Deep Learning based Automatic ICD Coding for Nursing Surveillance of Abdominal Surgery Patients

This study proposes an automatic ICD coding model for nursing surveillance of abdominal surgery patients by integrating EMR-based test data, patient information, and nursing notes. A stacking architecture combining dual KM-BERT, XGBoost, and PCA outperformed both a single KM-BERT model and simpler ensemble variants.

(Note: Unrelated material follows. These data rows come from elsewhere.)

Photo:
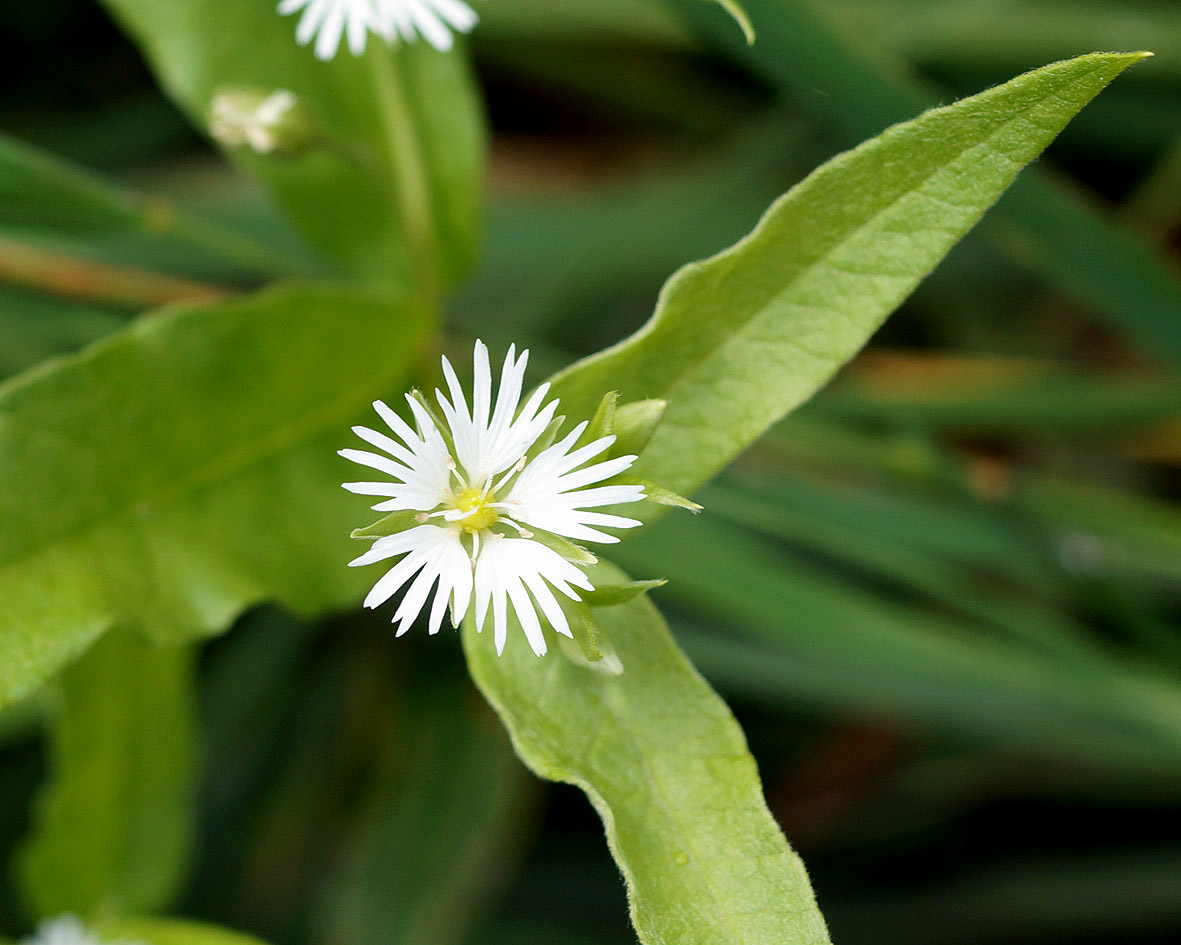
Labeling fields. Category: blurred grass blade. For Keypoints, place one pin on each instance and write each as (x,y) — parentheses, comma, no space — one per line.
(391,183)
(40,191)
(158,931)
(820,639)
(735,10)
(184,468)
(669,771)
(115,822)
(1045,226)
(743,338)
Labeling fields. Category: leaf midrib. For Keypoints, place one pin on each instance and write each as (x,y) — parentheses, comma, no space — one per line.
(226,467)
(695,364)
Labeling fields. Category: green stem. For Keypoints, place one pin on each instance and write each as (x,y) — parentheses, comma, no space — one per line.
(409,171)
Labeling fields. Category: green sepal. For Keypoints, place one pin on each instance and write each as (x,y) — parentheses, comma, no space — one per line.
(602,423)
(547,437)
(573,553)
(584,627)
(432,412)
(634,425)
(391,525)
(587,646)
(659,494)
(613,594)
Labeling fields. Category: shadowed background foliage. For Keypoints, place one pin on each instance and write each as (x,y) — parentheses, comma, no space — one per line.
(943,598)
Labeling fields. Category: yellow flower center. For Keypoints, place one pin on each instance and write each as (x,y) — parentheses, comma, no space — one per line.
(475,506)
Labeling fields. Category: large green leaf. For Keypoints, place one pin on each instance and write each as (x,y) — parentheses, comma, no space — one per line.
(392,184)
(1043,225)
(184,468)
(438,828)
(115,825)
(667,769)
(741,339)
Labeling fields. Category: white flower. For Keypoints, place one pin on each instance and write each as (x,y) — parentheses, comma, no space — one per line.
(482,495)
(239,117)
(330,20)
(64,930)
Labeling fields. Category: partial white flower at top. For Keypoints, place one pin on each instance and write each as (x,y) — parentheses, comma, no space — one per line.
(63,930)
(331,20)
(485,496)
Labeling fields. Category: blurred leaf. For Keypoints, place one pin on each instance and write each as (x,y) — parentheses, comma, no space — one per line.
(743,338)
(392,186)
(43,193)
(969,33)
(157,931)
(115,822)
(667,769)
(1042,223)
(180,470)
(436,832)
(36,327)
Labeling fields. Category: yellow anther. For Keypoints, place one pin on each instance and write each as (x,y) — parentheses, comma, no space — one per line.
(477,515)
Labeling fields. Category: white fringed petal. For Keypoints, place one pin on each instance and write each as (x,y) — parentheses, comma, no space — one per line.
(330,21)
(472,546)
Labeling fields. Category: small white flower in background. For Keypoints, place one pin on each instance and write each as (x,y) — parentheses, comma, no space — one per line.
(331,20)
(484,503)
(266,121)
(64,930)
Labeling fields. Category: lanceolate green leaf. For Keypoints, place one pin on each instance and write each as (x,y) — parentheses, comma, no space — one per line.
(392,184)
(184,468)
(667,769)
(743,338)
(1041,223)
(115,825)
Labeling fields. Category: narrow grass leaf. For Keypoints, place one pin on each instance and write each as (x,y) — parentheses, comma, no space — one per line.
(666,767)
(741,339)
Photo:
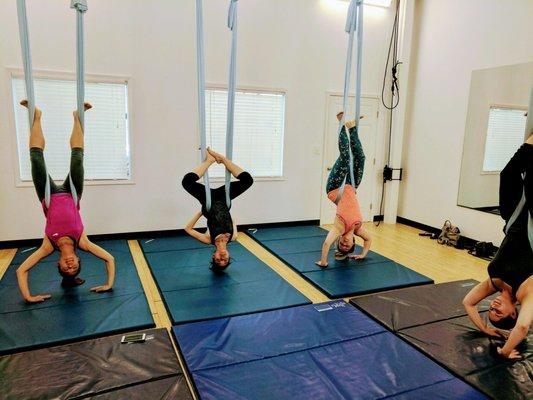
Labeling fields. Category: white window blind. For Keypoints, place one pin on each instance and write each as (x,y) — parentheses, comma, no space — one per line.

Venue Journal of The Korea Society of Computer and Information

Year 2025

Type Journal Paper

Medical AINursing SurveillanceEMRAutomatic ICD CodingDeep LearningKM-BERTXGBoostEnsembleAbdominal Surgery

Summary

This study addresses automatic diagnosis-code classification for nursing surveillance in abdominal surgery patients. It focuses on predicting ICD codes using core EMR data that are directly available during nursing practice, rather than relying on physician narratives or discharge summaries created later in the care process.

Why It Matters

Nursing surveillance is important for patient safety and clinical outcomes, but the volume and complexity of EMR data make timely diagnosis-related classification difficult. Since many previous ICD coding approaches depended on physician-centered documents or additional records, this work is meaningful because it demonstrates clinically useful performance using only the EMR signals that nurses can access within routine workflows.

Contribution

The study integrated test results, IO, BST, vital signs, patient information, nursing notes, and PACU records, then built a stacking framework that averages the outputs of two KM-BERT models, applies PCA for dimensionality reduction, and uses XGBoost as a meta-classifier for final ICD prediction. The proposed Double KM-BERT + XGBoost + PCA model achieved the best results with 0.9245 accuracy, 0.9107 weighted precision, and 0.9157 weighted F1-score, while also showing strong recall on rare classes.